A spyware cyber-espionage operation targeted users through 3.2 million “downloads” of extensions to Google’s popular web browser “Chrome”, researchers from “Awake Security” told Reuters; pointing to the problems the tech industry faces in protecting “browsers”, while they are increasingly used for communication, payments and other sensitive functions.
Google said it removed more than 70 of the malicious “add-ons” from the “Chrome Web Store” after being updated by researchers last month.
“When we are informed of “Web Store extensions” that violate our policies, we take action and use these incidents as educational material to improve our automated and manual analyses,”
Scott Westover, a Google spokesman, told Reuters.
Most of the free “extensions” were supposed to inform users about controversial websites, or convert files from one “format” to another. Instead, they looked at historical browsing and data that provided certifications for access to internal business tools.
Based on the number of “downloads”, it was the largest-scale “Chrome store” campaign so far, according to “Awake” co-founder Gary Golub.
It is unknown who was behind the attempt to release the malware. “Awake” reported that developers provided false contact information when submitting “extensions” to Google.
It is also noted that these “extensions” were designed to avoid detection by “antivirus” companies, or security software that evaluates the reputation of “web domains”, Golub said.

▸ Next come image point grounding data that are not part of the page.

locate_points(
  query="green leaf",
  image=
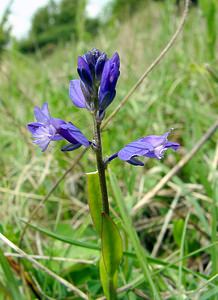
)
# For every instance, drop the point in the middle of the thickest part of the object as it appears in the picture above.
(177, 231)
(94, 199)
(108, 284)
(64, 238)
(112, 246)
(131, 232)
(10, 280)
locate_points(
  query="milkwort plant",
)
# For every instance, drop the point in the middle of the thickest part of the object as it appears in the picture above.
(95, 90)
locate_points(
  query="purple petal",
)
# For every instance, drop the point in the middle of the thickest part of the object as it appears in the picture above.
(42, 114)
(32, 127)
(174, 146)
(76, 94)
(136, 148)
(156, 140)
(135, 162)
(43, 135)
(45, 110)
(73, 135)
(71, 147)
(84, 71)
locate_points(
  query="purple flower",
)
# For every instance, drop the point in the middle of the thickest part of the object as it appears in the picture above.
(90, 67)
(152, 146)
(48, 129)
(109, 79)
(96, 88)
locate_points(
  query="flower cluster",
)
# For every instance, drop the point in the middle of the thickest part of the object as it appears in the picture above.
(95, 90)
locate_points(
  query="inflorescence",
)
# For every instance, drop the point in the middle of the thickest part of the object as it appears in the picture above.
(95, 90)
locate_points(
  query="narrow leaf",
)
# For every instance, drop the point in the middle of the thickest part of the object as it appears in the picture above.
(94, 199)
(112, 247)
(108, 285)
(10, 280)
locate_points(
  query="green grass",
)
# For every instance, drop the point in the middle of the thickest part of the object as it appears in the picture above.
(179, 93)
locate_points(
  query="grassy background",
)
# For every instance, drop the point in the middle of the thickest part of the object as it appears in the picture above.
(180, 93)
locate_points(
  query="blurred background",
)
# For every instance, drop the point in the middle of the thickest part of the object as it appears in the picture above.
(39, 45)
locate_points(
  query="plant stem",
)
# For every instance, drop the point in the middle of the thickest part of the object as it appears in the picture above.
(100, 165)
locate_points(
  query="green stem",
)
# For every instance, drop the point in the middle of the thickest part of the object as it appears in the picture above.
(100, 165)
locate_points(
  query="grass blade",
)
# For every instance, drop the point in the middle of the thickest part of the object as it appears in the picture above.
(140, 253)
(10, 280)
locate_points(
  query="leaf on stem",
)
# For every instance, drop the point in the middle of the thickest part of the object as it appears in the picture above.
(112, 246)
(94, 199)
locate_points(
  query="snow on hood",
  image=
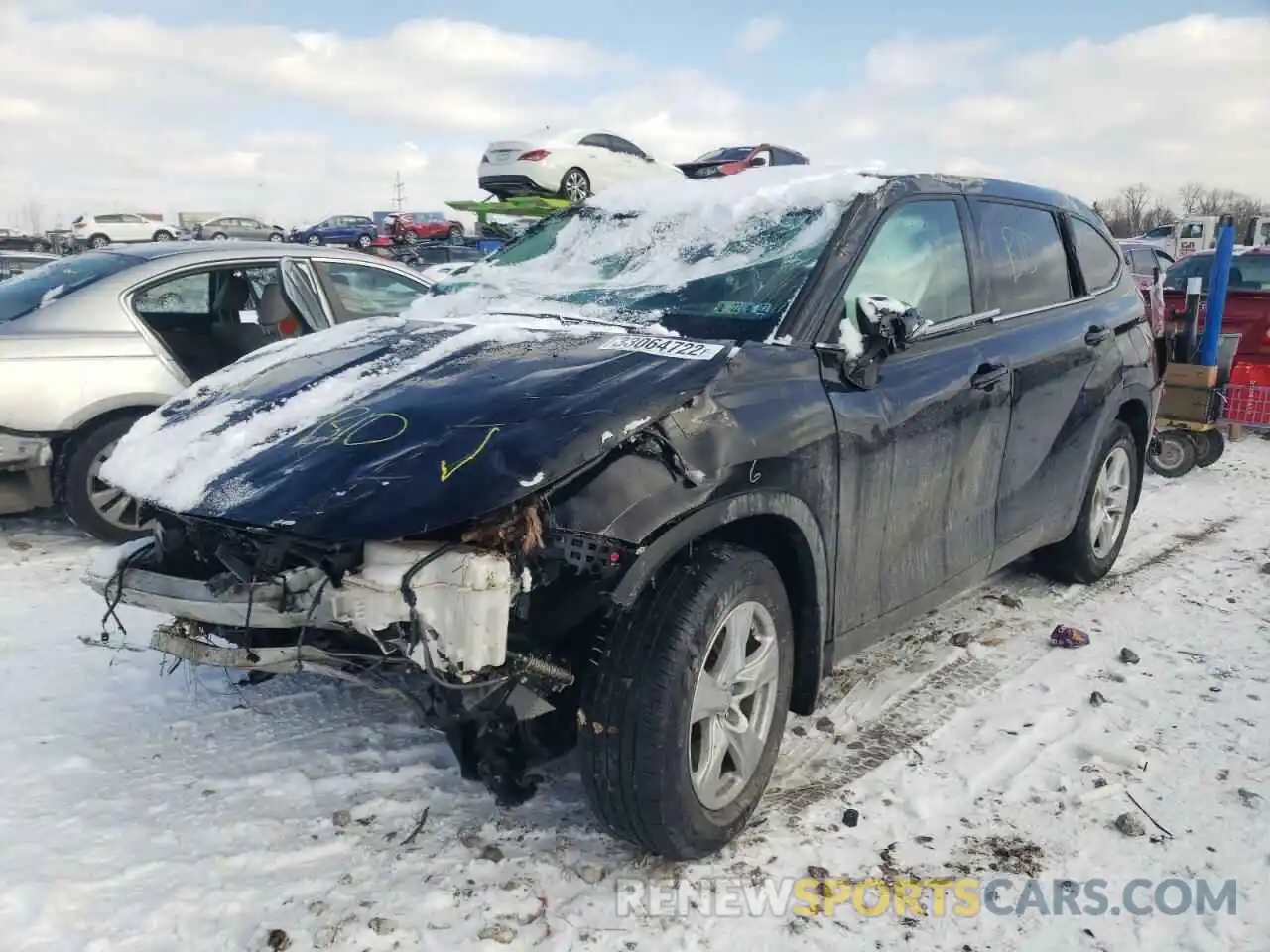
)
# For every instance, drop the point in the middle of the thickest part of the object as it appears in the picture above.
(173, 462)
(652, 236)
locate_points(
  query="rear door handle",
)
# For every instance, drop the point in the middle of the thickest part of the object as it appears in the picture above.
(1096, 334)
(988, 376)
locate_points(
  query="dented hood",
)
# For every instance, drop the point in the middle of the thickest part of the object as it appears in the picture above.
(398, 426)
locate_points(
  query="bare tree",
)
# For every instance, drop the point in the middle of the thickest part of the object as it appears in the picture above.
(1135, 199)
(1191, 195)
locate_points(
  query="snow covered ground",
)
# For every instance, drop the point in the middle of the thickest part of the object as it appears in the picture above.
(187, 812)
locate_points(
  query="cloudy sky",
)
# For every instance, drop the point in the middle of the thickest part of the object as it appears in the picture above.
(295, 109)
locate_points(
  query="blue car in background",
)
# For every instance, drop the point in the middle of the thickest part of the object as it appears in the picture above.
(357, 230)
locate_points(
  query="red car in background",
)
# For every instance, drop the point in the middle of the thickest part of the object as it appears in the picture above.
(729, 160)
(432, 227)
(1247, 298)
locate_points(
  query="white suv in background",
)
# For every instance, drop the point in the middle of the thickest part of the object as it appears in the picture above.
(571, 164)
(100, 230)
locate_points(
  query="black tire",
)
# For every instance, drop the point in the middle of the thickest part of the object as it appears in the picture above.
(1209, 447)
(574, 185)
(636, 698)
(1075, 560)
(1171, 454)
(72, 480)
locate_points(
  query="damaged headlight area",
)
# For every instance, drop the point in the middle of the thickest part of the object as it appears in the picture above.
(476, 625)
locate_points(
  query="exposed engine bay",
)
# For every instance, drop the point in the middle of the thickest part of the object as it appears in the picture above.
(486, 627)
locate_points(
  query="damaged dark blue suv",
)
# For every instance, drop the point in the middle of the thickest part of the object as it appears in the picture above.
(638, 481)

If someone used the “browser” to browse the “web” from a home computer, they logged on to a range of web pages and transmitted information, the researchers said.
Anyone using a corporate network, which included security services, did not broadcast sensitive information or reach malicious versions of web pages.
“This shows how perpetrators can use very simple methods to hide, in this case, thousands of malicious “domains””,
Golub said.
All the “domains” in question, over 15,000 linked together in total, were purchased by “Galcomm” in Israel (formerly known as “CommuniGal Communication Ltd”).
“Awake” estimates that “Galcomm” should have known what was going on, but its owner, Moshe Fogel, told Reuters that his company was not involved in these activities, and there are no communications records that Golub said he had conducted in April and May.
According to Fogel, most of the disputed “domain names” were active and the rest will be investigated.
“Internet Corp for Assigned Names and Numbers (ICANN)”, which oversees “registrars”, said it has received very few complaints about “Galcomm” in general, and none about “malware”.